Submitted by Souvik Saha, on April 04, 2020
Problem statement
Given a string, you have to find the largest palindromic substring using O(1) space complexity.
Input:
T Test case
T no of input string will be given to you.
E.g.
3
abcsouuoshgcba
includeaedulcin
aaaaa
Constrain
1≤ length (string) ≤100
Output:
Print the largest palindromic substring form the given string.
Example
T=3
Input:
abcsouuoshgcba
Output:
souuos
Input:
includeaedulcin
Output:
cludeaedulc
Input:
aaaaa
Output:
aaaaa
Explanation with example
Let there is a string str.
Now possible arrangements are:
- Single middle characters like aba
- Paired middle characters like bb
To find the largest palindromic substring we follow these steps,
- We start with the first index and go to the end of the string.
- Every time we take two variables
- For the first possible arrangement, we initialize the first variable with the previous index of the current index and initialize the second variable with the next index of the current index.
- For the second possible arrangement, we initialize the first variable with the current index and initialize the second variable with the next variable of the current index.

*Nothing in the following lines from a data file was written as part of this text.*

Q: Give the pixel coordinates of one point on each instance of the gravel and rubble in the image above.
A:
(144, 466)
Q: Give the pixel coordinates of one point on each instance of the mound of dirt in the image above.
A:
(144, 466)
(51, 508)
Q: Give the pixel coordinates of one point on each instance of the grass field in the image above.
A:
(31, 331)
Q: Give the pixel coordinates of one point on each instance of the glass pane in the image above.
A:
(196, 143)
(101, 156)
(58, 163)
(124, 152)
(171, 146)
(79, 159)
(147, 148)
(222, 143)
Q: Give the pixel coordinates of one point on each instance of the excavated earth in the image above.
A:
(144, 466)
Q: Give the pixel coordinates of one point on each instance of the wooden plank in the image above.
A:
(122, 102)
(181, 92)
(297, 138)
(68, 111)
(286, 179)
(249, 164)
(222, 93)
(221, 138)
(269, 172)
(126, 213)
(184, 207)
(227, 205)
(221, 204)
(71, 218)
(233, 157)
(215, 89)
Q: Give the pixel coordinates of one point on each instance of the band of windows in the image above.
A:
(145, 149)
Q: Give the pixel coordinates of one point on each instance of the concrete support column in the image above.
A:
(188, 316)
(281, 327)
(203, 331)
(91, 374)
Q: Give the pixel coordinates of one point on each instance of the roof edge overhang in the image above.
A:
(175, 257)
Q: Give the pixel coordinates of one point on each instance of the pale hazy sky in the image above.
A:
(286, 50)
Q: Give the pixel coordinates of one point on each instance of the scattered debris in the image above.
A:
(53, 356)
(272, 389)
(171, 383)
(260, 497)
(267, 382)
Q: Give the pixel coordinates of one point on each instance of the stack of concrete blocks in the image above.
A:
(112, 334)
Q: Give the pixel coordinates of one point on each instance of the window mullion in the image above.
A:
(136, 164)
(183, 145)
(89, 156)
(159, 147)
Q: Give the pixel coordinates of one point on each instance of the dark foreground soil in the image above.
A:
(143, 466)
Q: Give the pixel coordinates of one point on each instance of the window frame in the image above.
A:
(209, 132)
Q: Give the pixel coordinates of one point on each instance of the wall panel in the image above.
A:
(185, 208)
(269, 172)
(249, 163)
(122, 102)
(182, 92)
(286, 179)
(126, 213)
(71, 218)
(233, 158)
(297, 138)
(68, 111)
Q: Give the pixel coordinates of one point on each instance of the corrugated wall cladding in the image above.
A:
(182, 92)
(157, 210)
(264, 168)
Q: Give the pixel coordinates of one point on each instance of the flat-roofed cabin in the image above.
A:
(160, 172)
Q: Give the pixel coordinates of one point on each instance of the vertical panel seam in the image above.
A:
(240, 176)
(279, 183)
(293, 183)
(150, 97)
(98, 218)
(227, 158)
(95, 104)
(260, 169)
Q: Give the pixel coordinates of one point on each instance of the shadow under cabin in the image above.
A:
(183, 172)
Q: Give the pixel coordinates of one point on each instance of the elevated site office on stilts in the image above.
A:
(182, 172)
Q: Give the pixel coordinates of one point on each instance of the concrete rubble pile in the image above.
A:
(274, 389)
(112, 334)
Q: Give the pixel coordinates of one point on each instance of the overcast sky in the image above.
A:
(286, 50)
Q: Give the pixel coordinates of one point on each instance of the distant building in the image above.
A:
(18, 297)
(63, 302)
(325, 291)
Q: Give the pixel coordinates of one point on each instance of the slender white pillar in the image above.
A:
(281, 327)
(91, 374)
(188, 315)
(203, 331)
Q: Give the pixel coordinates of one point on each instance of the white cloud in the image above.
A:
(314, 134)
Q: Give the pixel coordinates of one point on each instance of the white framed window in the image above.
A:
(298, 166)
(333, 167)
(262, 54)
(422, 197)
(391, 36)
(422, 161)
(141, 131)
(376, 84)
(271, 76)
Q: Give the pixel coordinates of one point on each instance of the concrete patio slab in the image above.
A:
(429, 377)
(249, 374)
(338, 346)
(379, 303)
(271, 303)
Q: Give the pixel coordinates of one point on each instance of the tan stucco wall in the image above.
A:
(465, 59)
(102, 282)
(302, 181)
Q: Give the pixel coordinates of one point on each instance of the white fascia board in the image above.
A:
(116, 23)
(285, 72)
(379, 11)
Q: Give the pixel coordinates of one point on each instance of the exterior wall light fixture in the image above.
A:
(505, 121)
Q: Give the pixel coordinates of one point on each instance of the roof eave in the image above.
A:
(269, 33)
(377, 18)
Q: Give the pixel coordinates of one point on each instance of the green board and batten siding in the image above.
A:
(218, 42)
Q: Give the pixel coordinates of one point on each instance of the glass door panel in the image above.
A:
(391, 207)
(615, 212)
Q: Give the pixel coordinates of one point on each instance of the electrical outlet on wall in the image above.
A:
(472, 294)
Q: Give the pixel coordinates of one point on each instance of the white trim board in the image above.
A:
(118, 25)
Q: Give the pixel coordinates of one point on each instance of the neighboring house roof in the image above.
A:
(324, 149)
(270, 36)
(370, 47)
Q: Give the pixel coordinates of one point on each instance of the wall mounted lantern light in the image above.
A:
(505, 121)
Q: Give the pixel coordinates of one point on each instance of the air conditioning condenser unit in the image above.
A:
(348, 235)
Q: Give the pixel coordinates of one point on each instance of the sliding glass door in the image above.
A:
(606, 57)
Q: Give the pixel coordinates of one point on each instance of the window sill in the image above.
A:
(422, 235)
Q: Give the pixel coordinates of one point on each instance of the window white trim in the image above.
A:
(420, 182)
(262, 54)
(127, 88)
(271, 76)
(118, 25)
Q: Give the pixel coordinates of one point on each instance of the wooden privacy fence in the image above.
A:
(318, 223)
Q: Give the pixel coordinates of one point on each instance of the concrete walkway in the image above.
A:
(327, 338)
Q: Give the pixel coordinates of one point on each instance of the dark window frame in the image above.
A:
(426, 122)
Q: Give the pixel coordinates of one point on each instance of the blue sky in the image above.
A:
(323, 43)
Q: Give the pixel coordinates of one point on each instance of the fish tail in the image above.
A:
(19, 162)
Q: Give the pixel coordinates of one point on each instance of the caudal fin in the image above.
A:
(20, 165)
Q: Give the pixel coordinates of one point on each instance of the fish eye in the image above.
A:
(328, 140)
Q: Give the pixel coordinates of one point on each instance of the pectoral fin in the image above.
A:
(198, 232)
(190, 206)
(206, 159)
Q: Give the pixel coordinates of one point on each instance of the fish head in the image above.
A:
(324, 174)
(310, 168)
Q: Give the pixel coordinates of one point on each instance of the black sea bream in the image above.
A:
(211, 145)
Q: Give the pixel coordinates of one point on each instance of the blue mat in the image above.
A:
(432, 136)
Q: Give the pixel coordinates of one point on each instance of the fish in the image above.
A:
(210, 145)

- If the character at the first variable place is equal with the character at the second variable place then every time we decrease the first index by one and increase the second index by one and continue the process until or unless the first variable value will be greater than or equals to zero and the second variable value will be less than the length of the string.
- Every time we will add up two with the length of the palindrome substring count.
- If the character at both the variable place is not the same then we compare with the palindrome substring length.
C++ Implementation
#include <bits/stdc++.h>
using namespace std;
string count_palindrom(string str)
{
int len = str.length();
int max_length = 0;
int start = 0;
for (int i = 0; i < len; i++) {
int j = i - 1;
int k = i + 1;
int count = 1;
while (j >= 0 && k < len) {
if (str[j] == str[k]) {
count += 2;
if (max_length < count) {
max_length = count;
start = j;
}
j--;
k++;
}
else {
break;
}
}
j = i;
k = i + 1;
count = 0;
while (j >= 0 && k < len) {
if (str[j] != str[k])
break;
else {
count += 2;
if (max_length < count) {
max_length = count;
start = j;
}
j--;
k++;
}
}
}
string s = "";
if (start == 0 && max_length == 0) {
return s + str[0];
}
for (int i = 0; i < max_length; i++) {
s += str[start + i];
}
return s;
}
int main()
{
//code
int t;
cout << "Test Case : ";
cin >> t;
while (t--) {
string str;
cout << "Enter the string : ";
cin >> str;
cout << "The palindromic substrings is : " << count_palindrom(str) << endl;
}
return 0;
}
Output
Test Case : 3
Enter the string : abcsouuoshgcba
The palindromic substrings is : souuos
Enter the string : includeaedulcin
The palindromic substrings is : cludeaedulc
Enter the string : aaaaa
The palindromic substrings is : aaaaa